Nikesh Shukla and Himesh Patel (Co-Writers) with Brown Baby (U.K. / U.S.A.): Brown Baby is a tender, hilarious contemporary comedy-drama about the challenges of raising a mixed-race daughter in today’s polarized world. An interracial married couple who thought they had it all figured out learn that there are still plenty of difficult conversations they need to have with each other and with their daughter.

Nikesh Shukla is a bestselling, award-winning screenwriter and novelist, best known for the film Two Dosas, editing the essay collection The Good Immigrant, and writing the Spider-Man India miniseries for Marvel Comics. Nikesh has been chosen as one of Time magazine’s cultural leaders, Foreign Policy magazine’s 100 Global Thinkers and The Bookseller’s 100 most influential people in publishing.


Himesh Patel is an Emmy-nominated British actor and writer. Having established himself on U.K. television from a young age, he broke into the film world with the lead role in 2019’s Yesterday and has since been seen in Tenet, Don’t Look Up, and limited series Station Eleven.


Kaitlin Fontana and Franchesca Ramsey (Co-Writers) with COVER GIRL (U.S.A.): COVER GIRL is based on the true story of Darine Stern, the first Black woman to grace the cover of Playboy. But it’s more than that: It’s the story of a woman choosing herself.

Kaitlin Fontana is an Emmy-nominated writer-director and former music journalist. Her feature film script Girlfriend on Mars was on the 2019 Black List; her directorial debut, Franchesca, was a 2018 Sundance Film Festival selection. Kaitlin lives in Los Angeles and was born in Fernie, BC, Canada.
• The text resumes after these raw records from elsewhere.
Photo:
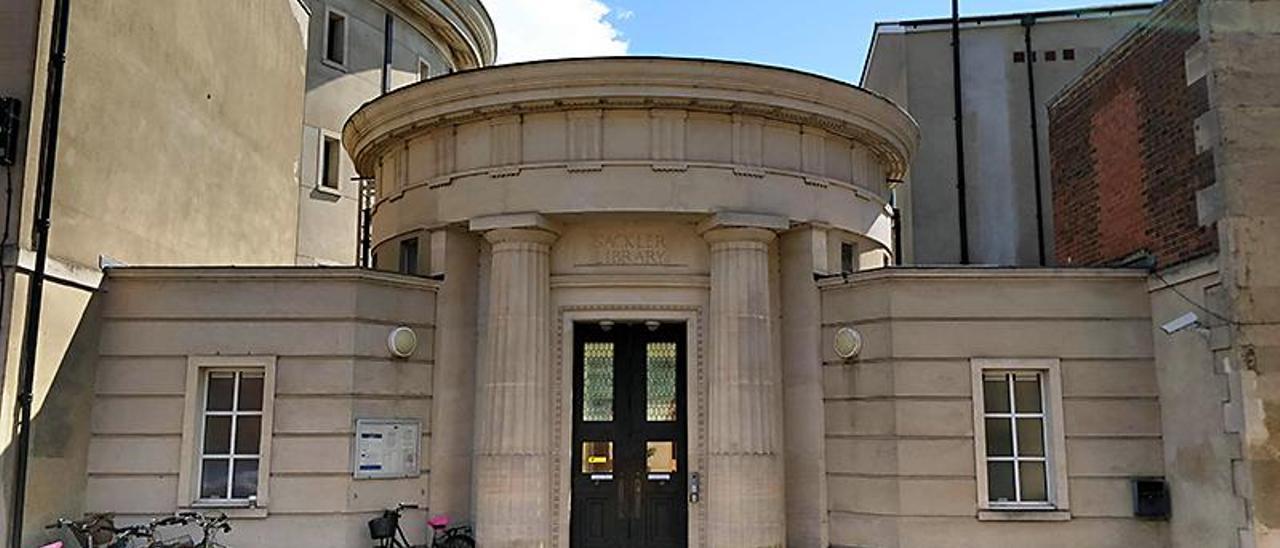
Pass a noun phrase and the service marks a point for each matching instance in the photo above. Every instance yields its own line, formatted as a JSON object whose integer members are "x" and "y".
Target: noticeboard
{"x": 387, "y": 448}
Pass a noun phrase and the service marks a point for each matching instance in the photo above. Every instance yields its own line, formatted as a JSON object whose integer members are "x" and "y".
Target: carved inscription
{"x": 630, "y": 249}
Franchesca Ramsey is an actor, writer, the creator of MTV Decoded, and a former correspondent for The Nightly Show with Larry Wilmore. In 2018 her book, Well That Escalated Quickly, was nominated for an NAACP award. Most recently she worked on the iCarly reboot and guest-starred on NBC’s Superstore.


Sylvia Khoury (Writer-Director) with Heather (U.S.A.): Recently widowed Lebanese housewife Fadia, 60, dares to pursue her dream of acting by serving as a standardized patient for a medical student to practice interacting with. When she realizes that Heather, the white character she portrays, commands more respect than she does, Fadia begins to play at being Heather in her everyday life.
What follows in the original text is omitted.